Charlie Brown once said that happiness is finding a pencil. This may sound simple, but in reality it’s anything but.
After four years here and 22 in the world at large, I’ve come to realize that its simplicity is really cloaked in more complex terms. It is difficult to figure out that simple things actually do make you happy. I’m not suggesting you scale back your ambitions, but I am trying to question whether success yields the joy you anticipated once you do achieve it. Happiness sort of surrounds you like your shadow; you can see it, but you can’t be in it. It is something that I’ve long chased, but have never quite found or stumbled upon.
In going through my own mental montage of the past four years and how my mindset has slowly evolved, I’ve concluded that there were many times I was happy, enjoying whatever I was immersed in at the moment. I just didn’t realize I was. Perhaps the reason why we can’t see that we are happy is because we are too busy being happy. I haven’t felt a certain rush of excitement, the kind you experienced when school let out or when you went on vacation over the summer, for example, since I was a kid. It makes me wonder whether the process of growing up doesn’t let us enjoy the ride.
In hindsight, I’m coming to realize that I enjoyed the times I labored in obscurity in the library at night, writing a paper or studying for a test. It was that kind of night when no one was watching that I molded myself into the person that I am and where I discovered a new world of knowledge unbeknownst to me. I learned that the process is just as important as the outcome. What is there to enjoy at the end if you haven’t been able to appreciate the journey along the way? This question looms heavily in my mind. Oddly, most of the things I never believed would make me happy at the time, in the end, actually did.
What I’m going to miss most about college is going to track practice and going to meets. It really is a privilege to go to a college for a meet, compete and then hang out with your friends while basking in the sun. It truly is, though at the time you can never see it for the simplicity it is worth, because you are chasing an elusive personal best. In the end, you will not remember the meet for how well you competed, but for what a beautiful day it was. I was foolish, not for competing less than I could have, but for not appreciating the opportunity to enjoy a time and place for what it was really worth.
I assumed the goals and achievements that I worked hard to attain were the things that I would take the most satisfaction in. And while they do make me happy, they can’t be the only things that ultimately fill me with satisfaction. I had hoped that my achievements would radically transform me, like asking a genie to grant you a wish. In the end, these achievements, while certainly valuable, didn’t fundamentally change the person I was (and still am). Perhaps certain things you expect to be exciting, in the end, really aren’t.
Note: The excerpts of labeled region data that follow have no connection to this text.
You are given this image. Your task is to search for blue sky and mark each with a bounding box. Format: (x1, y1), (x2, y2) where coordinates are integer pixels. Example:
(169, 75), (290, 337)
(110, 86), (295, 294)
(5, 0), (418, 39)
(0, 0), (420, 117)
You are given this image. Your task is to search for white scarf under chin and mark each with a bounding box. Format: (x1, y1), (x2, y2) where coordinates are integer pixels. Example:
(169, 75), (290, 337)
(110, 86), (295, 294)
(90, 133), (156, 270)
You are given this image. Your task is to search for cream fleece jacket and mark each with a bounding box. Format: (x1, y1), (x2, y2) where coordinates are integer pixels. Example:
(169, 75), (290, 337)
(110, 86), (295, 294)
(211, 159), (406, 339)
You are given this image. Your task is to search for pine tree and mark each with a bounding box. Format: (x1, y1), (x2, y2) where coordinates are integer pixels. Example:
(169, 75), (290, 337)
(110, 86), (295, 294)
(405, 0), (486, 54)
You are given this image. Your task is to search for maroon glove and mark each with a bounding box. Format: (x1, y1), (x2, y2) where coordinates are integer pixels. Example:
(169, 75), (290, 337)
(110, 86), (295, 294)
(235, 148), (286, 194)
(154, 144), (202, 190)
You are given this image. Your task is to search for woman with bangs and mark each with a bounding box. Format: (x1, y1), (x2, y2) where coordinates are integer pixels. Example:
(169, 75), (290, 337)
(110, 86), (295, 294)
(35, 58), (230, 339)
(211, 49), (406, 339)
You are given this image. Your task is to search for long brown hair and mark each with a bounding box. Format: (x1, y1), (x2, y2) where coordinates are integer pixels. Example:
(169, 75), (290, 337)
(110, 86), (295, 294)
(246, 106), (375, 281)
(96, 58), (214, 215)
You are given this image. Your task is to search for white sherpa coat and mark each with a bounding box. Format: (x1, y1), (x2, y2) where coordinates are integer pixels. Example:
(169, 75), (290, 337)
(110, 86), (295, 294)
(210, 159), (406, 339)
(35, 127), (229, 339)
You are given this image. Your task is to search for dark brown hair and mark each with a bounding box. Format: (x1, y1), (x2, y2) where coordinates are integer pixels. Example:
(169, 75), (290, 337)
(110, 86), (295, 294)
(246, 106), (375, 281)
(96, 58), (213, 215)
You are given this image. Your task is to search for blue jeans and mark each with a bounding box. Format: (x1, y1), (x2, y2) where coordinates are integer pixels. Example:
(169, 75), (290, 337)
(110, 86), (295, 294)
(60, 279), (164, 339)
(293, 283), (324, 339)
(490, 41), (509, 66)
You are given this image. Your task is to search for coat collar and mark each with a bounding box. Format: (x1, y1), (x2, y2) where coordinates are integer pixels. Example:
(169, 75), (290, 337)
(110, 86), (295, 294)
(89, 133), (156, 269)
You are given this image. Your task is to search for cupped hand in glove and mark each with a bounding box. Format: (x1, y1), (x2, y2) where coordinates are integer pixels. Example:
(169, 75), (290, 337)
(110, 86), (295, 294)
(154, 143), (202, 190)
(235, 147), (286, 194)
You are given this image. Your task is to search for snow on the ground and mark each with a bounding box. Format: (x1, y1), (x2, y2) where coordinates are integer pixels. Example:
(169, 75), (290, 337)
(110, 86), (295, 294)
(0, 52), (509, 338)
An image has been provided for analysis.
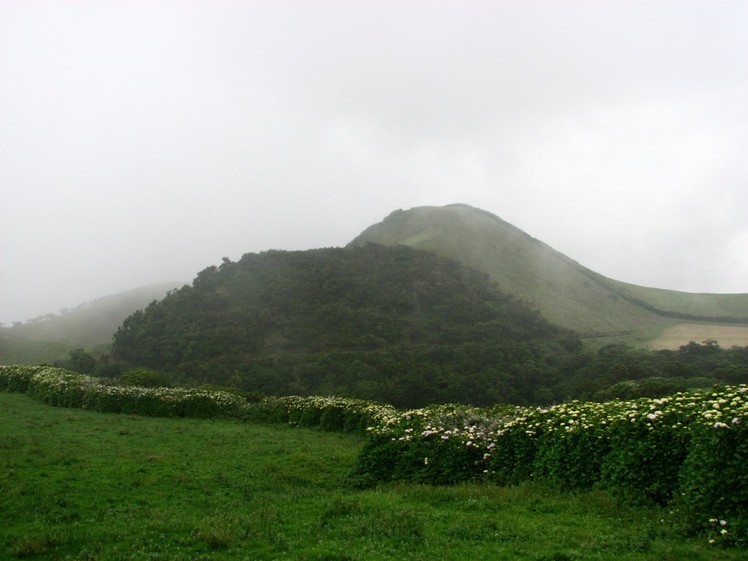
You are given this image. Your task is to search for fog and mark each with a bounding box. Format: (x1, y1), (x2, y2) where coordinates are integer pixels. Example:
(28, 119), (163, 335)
(0, 0), (748, 324)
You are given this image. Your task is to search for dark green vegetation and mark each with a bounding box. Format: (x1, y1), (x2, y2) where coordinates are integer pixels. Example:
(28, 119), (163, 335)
(351, 205), (748, 345)
(112, 244), (579, 407)
(0, 282), (184, 364)
(0, 393), (745, 561)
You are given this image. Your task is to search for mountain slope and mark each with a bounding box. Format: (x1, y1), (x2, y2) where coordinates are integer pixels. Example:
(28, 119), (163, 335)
(0, 282), (184, 352)
(112, 244), (579, 407)
(350, 204), (748, 345)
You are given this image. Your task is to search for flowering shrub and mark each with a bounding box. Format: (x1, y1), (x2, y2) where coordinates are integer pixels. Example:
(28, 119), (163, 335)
(356, 385), (748, 543)
(0, 366), (748, 545)
(0, 366), (246, 418)
(244, 396), (395, 434)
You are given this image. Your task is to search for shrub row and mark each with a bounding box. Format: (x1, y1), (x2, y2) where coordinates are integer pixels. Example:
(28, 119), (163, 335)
(244, 396), (397, 435)
(0, 366), (748, 543)
(0, 366), (246, 418)
(356, 385), (748, 541)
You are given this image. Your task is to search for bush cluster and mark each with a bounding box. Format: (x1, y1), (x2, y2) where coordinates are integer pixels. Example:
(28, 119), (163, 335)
(0, 366), (748, 545)
(356, 385), (748, 541)
(244, 396), (396, 434)
(0, 366), (246, 418)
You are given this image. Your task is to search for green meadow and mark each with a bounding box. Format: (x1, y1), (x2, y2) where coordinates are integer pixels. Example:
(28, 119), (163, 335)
(0, 393), (745, 561)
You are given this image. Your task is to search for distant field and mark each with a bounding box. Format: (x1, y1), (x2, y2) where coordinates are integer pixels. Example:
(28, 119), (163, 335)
(649, 323), (748, 350)
(0, 393), (745, 561)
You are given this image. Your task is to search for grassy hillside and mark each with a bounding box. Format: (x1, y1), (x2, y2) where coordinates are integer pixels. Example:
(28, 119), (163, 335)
(350, 205), (748, 346)
(0, 393), (745, 561)
(0, 282), (184, 364)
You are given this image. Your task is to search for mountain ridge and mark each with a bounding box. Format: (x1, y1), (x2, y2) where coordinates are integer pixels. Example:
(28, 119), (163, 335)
(349, 203), (748, 345)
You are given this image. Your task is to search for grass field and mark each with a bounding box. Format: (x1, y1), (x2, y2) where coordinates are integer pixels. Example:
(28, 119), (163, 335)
(0, 393), (745, 561)
(649, 323), (748, 350)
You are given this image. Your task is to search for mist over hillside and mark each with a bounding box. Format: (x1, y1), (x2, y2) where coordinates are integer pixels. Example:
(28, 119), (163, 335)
(0, 282), (184, 364)
(350, 204), (748, 346)
(112, 244), (579, 407)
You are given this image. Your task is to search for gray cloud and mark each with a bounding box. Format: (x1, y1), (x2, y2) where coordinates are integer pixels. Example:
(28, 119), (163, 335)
(0, 0), (748, 322)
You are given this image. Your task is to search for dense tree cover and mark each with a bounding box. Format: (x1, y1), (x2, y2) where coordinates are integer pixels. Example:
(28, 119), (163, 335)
(106, 244), (748, 407)
(112, 244), (579, 406)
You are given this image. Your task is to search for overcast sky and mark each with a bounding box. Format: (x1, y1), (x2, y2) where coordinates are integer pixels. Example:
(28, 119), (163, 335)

After four years, my happiness really does fit into the size of a pencil. None of the flashy or glamorous things I did really filled me with the satisfaction that the smaller and seemingly inconsequential things did. I thought I needed complex things to make me content, but while it’s easy to look at the simple things staring at you all the time, it’s harder to see what they are worth.
At graduation, I’ll get to hear words of wisdom from some person I’ve never laid eyes on in my college career. But I like to think that the wisdom I have cultivated along the way is greater than anything some stranger will tell me at the end of the journey.